Additional static search found no CloseConnection(... STREAM_LIMIT_ERROR ...), OnStreamError(... STREAM_LIMIT_ERROR ...), or SendConnectionClosePacket(... STREAM_LIMIT_ERROR ...) override for this stream-limit violation path.

Impact

Peers receive a QUIC transport close, so the connection is terminated. However, the peer observes the wrong IETF transport error code.
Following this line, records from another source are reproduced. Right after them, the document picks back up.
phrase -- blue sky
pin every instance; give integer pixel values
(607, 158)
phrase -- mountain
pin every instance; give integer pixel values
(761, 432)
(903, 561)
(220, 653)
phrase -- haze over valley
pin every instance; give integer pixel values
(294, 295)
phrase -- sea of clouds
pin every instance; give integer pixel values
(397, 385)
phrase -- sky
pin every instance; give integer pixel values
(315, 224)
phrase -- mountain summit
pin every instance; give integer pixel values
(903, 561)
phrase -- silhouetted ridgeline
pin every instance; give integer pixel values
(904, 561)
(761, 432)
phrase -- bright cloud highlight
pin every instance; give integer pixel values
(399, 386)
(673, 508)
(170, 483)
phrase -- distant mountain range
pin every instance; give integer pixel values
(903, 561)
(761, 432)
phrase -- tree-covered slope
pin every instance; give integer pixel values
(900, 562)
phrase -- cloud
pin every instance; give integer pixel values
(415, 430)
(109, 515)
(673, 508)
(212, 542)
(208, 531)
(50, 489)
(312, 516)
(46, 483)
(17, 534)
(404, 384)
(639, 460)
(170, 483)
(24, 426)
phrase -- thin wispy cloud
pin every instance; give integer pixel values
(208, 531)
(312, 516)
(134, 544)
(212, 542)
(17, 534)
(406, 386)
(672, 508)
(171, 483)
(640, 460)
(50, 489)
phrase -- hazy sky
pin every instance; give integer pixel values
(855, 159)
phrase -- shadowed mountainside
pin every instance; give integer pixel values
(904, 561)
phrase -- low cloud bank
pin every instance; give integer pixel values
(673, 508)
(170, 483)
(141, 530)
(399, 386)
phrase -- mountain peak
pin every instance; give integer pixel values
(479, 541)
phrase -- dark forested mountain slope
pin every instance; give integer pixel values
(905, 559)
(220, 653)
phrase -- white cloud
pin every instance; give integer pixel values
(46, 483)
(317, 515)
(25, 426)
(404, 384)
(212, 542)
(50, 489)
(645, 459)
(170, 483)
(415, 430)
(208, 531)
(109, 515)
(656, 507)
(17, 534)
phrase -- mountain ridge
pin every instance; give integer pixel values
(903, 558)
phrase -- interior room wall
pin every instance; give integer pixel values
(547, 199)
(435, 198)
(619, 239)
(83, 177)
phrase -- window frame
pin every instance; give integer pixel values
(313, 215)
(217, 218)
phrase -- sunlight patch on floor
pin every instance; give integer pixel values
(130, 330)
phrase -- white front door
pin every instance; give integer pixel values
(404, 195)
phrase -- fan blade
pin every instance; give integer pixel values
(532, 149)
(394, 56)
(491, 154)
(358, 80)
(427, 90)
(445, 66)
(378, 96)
This can reduce interoperability diagnostics, break conformance tests that expect STREAM_LIMIT_ERROR, and make stream-limit violations indistinguishable from generic protocol violations on the wire.

Fix Direction

When MaybeIncreaseLargestPeerStreamId() fails because the peer-created stream ID exceeds the advertised stream limit, the IETF QUIC close path should send STREAM_LIMIT_ERROR as the explicit transport error.

One direct fix direction is to change the IETF branch in QuicSession::MaybeIncreaseLargestPeerStreamId() to call the four-argument close overload with an explicit IETF error:

connection()->CloseConnection(
    QUIC_INVALID_STREAM_ID, STREAM_LIMIT_ERROR, error_details,
    ConnectionCloseBehavior::SEND_CONNECTION_CLOSE_PACKET);

Alternatively, quiche could introduce a dedicated internal error for stream-limit violations and map it to STREAM_LIMIT_ERROR, but the fix must preserve the specific RFC 9000 wire error code for this condition.